Cinematic Thoughts for Cinematic Minds
2012/ UK, USA
Director: Mike Newell
There have been a range of adaptations of Charles Dickens‘ Classic over the years, including the 1998 modernised Ethan Hawke and Gwyneth Paltrow version that we pretend does not exist. So it’s understandable when another adaptation crops up out of nowhere the presses don’t stop and people don’t stand in the streets gazing up at billboards in giddiness.
A young Pip (Toby Irvine) whilst visiting his mother’s grave gets pounced on by an escaped convict (Ralph Fiennes) who then scares poor Pip into helping aid in his escape. Terrified of not complying to this mad mans wishes Pip does as he is told. Filled with the compassion of a young child, Pip also brings the convict some food and drink, all at the expense of a beating from is bitter sister. But no good deed goes unpunished.

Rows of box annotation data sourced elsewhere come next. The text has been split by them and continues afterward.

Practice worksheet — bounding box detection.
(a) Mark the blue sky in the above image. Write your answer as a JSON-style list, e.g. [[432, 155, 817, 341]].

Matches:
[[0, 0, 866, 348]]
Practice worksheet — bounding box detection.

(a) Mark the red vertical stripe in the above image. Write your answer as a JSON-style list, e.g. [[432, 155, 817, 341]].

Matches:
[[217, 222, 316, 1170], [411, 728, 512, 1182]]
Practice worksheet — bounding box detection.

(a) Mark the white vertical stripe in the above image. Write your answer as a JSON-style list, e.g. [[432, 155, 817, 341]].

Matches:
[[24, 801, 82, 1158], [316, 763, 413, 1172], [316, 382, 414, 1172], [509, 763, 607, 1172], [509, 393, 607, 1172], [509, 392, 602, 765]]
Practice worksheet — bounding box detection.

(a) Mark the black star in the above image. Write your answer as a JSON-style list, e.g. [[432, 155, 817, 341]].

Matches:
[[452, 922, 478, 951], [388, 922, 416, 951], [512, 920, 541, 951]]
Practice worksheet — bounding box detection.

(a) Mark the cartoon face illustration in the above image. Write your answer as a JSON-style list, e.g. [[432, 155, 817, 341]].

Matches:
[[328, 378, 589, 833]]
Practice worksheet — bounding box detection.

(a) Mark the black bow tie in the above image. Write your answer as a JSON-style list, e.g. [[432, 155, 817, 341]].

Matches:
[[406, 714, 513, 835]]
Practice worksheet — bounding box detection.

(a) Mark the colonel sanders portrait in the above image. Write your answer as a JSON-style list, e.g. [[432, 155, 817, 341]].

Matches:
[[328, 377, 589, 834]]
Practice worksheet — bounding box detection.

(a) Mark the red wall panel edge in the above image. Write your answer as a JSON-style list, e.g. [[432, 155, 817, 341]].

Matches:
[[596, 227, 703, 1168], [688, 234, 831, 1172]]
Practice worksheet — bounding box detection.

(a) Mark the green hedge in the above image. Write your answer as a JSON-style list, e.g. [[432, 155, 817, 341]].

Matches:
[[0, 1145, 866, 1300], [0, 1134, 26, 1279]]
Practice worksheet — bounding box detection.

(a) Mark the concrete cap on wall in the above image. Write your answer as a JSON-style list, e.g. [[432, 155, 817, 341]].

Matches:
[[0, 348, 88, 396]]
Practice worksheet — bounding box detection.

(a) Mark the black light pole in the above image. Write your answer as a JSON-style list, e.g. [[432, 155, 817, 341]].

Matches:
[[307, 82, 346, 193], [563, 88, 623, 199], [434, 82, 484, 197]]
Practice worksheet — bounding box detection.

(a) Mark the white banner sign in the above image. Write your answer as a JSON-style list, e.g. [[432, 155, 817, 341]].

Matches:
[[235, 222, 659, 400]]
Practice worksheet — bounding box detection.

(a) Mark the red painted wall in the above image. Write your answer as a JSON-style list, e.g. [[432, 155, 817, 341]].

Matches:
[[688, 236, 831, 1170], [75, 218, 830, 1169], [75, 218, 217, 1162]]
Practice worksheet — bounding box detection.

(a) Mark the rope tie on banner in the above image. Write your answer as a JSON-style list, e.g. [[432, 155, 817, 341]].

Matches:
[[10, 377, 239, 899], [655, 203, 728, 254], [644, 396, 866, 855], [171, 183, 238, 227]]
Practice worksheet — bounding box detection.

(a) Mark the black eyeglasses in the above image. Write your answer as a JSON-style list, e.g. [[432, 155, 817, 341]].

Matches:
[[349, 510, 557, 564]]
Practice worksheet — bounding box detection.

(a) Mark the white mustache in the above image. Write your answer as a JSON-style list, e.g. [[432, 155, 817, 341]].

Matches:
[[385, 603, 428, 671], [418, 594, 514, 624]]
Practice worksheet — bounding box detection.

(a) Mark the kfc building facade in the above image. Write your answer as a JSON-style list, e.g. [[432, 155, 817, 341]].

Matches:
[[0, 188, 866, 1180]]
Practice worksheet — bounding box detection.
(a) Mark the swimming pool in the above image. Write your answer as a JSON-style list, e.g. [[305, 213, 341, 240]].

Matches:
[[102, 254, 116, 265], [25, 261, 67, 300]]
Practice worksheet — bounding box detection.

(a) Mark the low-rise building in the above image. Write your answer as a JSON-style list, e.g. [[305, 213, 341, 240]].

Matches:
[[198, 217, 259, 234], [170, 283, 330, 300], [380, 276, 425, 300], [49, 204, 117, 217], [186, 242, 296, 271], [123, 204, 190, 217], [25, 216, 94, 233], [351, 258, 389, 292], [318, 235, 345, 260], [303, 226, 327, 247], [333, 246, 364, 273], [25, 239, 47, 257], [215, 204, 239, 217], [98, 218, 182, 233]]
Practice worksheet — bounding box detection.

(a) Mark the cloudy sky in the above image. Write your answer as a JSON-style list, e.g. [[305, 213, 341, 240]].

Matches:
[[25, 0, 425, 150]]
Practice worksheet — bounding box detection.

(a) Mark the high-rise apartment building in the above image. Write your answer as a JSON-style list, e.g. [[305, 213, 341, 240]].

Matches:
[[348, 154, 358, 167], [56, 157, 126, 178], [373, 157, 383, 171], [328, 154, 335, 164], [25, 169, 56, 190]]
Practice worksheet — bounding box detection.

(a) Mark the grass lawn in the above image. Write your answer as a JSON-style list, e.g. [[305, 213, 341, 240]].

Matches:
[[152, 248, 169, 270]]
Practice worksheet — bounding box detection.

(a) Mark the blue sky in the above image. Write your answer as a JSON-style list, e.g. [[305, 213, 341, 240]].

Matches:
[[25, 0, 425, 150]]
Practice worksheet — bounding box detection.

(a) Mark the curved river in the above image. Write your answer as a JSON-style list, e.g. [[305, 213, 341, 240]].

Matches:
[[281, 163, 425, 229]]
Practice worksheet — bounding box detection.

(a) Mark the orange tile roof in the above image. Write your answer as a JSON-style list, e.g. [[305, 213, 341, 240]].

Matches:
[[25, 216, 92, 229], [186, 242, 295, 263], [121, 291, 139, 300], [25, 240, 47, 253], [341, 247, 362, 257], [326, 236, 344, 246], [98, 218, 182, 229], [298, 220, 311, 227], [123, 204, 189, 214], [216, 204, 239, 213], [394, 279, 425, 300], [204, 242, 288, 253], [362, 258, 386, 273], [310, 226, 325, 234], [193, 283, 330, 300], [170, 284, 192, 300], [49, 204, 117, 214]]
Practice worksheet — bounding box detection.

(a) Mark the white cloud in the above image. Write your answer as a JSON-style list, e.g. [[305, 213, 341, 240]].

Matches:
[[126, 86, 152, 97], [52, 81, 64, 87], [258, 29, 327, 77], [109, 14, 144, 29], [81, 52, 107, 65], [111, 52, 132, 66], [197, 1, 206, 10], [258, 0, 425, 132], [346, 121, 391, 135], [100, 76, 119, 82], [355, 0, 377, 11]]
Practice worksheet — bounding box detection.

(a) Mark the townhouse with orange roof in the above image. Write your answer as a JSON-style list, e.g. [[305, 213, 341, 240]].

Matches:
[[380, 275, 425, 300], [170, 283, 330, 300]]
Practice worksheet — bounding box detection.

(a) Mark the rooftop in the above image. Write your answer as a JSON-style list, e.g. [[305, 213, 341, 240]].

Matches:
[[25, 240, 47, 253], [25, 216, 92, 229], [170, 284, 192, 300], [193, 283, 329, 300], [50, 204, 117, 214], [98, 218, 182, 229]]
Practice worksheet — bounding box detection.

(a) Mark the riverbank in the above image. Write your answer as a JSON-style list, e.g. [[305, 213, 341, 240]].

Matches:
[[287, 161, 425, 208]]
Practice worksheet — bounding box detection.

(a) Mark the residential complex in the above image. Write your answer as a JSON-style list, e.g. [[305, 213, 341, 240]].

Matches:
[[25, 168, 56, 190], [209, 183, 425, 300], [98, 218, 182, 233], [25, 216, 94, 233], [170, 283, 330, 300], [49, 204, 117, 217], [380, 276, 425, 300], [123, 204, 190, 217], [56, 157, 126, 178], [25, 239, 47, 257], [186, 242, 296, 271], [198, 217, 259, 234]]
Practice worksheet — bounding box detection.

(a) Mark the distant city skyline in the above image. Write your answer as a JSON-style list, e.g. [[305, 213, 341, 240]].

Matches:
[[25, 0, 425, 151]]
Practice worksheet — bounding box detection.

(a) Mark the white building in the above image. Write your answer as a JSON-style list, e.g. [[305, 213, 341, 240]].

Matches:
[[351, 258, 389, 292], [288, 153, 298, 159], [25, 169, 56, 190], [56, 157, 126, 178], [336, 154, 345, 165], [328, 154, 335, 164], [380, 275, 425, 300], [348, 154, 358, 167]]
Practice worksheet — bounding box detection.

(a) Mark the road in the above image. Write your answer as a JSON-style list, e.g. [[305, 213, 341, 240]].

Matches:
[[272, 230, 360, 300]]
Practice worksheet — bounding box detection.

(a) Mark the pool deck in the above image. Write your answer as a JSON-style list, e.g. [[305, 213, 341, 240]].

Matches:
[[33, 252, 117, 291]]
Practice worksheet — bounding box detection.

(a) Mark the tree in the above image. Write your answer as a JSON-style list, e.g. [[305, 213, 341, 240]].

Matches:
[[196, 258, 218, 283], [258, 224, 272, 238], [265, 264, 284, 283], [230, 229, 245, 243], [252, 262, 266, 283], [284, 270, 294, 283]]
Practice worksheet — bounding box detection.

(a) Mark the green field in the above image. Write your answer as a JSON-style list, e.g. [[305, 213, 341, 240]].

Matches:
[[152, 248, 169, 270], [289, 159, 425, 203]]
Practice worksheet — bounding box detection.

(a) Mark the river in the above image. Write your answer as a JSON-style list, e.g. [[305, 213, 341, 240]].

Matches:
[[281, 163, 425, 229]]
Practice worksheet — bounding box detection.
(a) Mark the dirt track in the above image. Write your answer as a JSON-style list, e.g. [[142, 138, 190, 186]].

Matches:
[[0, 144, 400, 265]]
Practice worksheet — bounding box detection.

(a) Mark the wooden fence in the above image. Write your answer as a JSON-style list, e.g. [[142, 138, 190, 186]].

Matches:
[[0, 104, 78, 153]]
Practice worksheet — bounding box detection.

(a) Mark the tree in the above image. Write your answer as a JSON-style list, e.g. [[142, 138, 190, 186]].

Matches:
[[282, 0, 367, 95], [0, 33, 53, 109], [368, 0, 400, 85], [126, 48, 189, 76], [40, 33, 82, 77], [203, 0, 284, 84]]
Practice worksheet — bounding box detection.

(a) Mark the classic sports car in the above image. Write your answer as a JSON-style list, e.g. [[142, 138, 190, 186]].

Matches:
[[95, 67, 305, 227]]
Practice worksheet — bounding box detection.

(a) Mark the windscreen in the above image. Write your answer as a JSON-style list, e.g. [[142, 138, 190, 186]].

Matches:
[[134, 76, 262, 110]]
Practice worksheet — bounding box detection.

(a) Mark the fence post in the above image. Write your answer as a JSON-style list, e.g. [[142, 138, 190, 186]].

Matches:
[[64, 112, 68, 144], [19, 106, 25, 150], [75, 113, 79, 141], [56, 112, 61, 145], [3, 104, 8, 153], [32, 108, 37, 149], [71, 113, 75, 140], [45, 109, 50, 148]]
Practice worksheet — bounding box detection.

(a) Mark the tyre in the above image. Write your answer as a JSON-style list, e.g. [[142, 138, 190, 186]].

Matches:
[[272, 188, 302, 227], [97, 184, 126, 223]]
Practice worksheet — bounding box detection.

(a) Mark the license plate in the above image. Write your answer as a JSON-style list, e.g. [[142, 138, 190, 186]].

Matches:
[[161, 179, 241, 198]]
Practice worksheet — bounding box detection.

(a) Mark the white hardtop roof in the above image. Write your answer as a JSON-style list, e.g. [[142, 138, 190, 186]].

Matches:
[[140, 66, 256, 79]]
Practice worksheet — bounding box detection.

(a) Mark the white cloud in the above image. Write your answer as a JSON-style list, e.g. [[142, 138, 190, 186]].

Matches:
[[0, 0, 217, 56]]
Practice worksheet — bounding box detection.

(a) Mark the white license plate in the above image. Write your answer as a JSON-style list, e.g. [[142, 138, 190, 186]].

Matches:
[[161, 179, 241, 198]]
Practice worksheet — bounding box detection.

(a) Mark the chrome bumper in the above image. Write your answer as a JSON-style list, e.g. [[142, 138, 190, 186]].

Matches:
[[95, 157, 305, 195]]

After his efforts of keeping the convicts arrival in the area concealed, he eventually gets captured by the police and put back into prison. Young Pip doesn’t have too long to dwell on these events as his life finds a new chapter in the household of Miss Haversham (Helen Bonham Carter). A crazy, cold hearted and slightly enchanting woman who acquires Pip so that he may play with her niece Estella (Helena Barlow). As is with children of the fantastical world, Pip almost immediately falls in love with this rude and uninterested spoilt child who makes him realise he wants to be more than a Blacksmith in life. Gladly their acquaintance is cut short so that we no longer have to endure her scripted ways.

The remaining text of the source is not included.